The coalition’s approach to foreign policy is not to have a foreign policy.
The coalition’s approach to foreign policy is not to have a foreign policy. There is no Cameron doctrine. As events unfold in Egypt, the government does not even know what it wants to happen. Alistair Burt, the Middle East minister, summed up this position rather brilliantly when he said ‘the tide is turning very strongly. It’s not for us to sit here in London and work out where that tide is going to go.’
History had reached a turning point but the coalition wasn’t sure which way it wanted it to turn.

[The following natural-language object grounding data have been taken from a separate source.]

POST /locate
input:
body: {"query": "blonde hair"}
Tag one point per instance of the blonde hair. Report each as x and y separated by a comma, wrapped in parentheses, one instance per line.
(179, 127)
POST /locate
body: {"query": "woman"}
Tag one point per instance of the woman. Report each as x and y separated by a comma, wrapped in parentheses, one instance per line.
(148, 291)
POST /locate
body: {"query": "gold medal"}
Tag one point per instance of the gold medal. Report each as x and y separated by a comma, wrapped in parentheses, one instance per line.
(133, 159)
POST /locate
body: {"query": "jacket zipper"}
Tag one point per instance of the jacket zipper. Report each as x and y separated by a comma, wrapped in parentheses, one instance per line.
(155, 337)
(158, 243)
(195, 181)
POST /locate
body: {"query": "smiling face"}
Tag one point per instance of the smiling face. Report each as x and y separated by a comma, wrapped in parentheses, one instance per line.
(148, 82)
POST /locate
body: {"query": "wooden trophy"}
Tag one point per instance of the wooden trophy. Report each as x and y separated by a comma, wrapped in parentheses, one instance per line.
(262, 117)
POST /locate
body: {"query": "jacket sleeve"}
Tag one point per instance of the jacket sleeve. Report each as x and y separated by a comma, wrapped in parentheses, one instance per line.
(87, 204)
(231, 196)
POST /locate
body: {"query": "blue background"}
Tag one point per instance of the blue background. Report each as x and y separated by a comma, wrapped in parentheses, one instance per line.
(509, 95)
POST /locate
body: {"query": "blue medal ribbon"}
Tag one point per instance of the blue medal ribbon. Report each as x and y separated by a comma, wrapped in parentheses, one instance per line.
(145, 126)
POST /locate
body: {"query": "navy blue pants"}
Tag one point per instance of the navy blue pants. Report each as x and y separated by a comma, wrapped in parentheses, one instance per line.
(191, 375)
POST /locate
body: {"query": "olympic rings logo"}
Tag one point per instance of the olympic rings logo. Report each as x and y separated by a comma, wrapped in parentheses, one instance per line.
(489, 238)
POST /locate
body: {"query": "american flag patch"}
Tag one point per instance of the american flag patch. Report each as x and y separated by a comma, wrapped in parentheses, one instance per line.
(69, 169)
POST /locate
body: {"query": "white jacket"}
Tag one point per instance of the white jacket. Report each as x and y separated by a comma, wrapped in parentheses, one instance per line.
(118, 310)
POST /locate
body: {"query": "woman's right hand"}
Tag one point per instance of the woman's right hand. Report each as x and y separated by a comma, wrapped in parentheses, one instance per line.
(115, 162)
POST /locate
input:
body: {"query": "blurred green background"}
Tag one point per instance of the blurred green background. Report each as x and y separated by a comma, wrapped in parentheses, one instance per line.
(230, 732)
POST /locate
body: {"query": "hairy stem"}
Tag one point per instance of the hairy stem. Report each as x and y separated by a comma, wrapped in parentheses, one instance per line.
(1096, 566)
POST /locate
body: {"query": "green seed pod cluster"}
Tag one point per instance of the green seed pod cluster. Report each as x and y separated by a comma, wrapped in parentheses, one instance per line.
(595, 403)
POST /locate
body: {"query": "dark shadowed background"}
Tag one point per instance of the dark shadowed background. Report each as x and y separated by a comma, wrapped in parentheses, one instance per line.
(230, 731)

It is strange to think that in 2005 David Cameron ran for the Tory leadership as the neoconservative candidate. In late August, with his campaign stuttering, Cameron delivered an unapologetically hawkish speech: jihadism was equivalent to Nazism and weakness was provocative. Whether he ever believed what he was saying is debatable. This sight of Michael Gove standing at the back of the auditorium mouthing the words rather suggested that these were not Cameron’s own thoughts.
Once elected, Cameron ploughed a different foreign furrow. On the fifth anniversary of 9/11, Cameron said that he was not a neoconservative. Since then, Tory foreign policy has been all about moving the country on from the ideological certainties of the Blair years. But in doing so, the Tories have left themselves without a way of understanding the world.
Some Conservatives are happy with this intellectual vacuum. For them, Hippocrates is a better guide to foreign policy than Thucydides. First do no harm they say, pointing to Iraq.
Those within the party machine plead mitigation. They claim that ‘Blair inherited a very different Britain’. The fiscal crisis and the public’s scepticism of foreign entanglements post-Afghanistan and Iraq, they say, makes an ambitious foreign policy impossible. ‘When your home base is shaky, you have to pick your fights more carefully,’ says one Tory.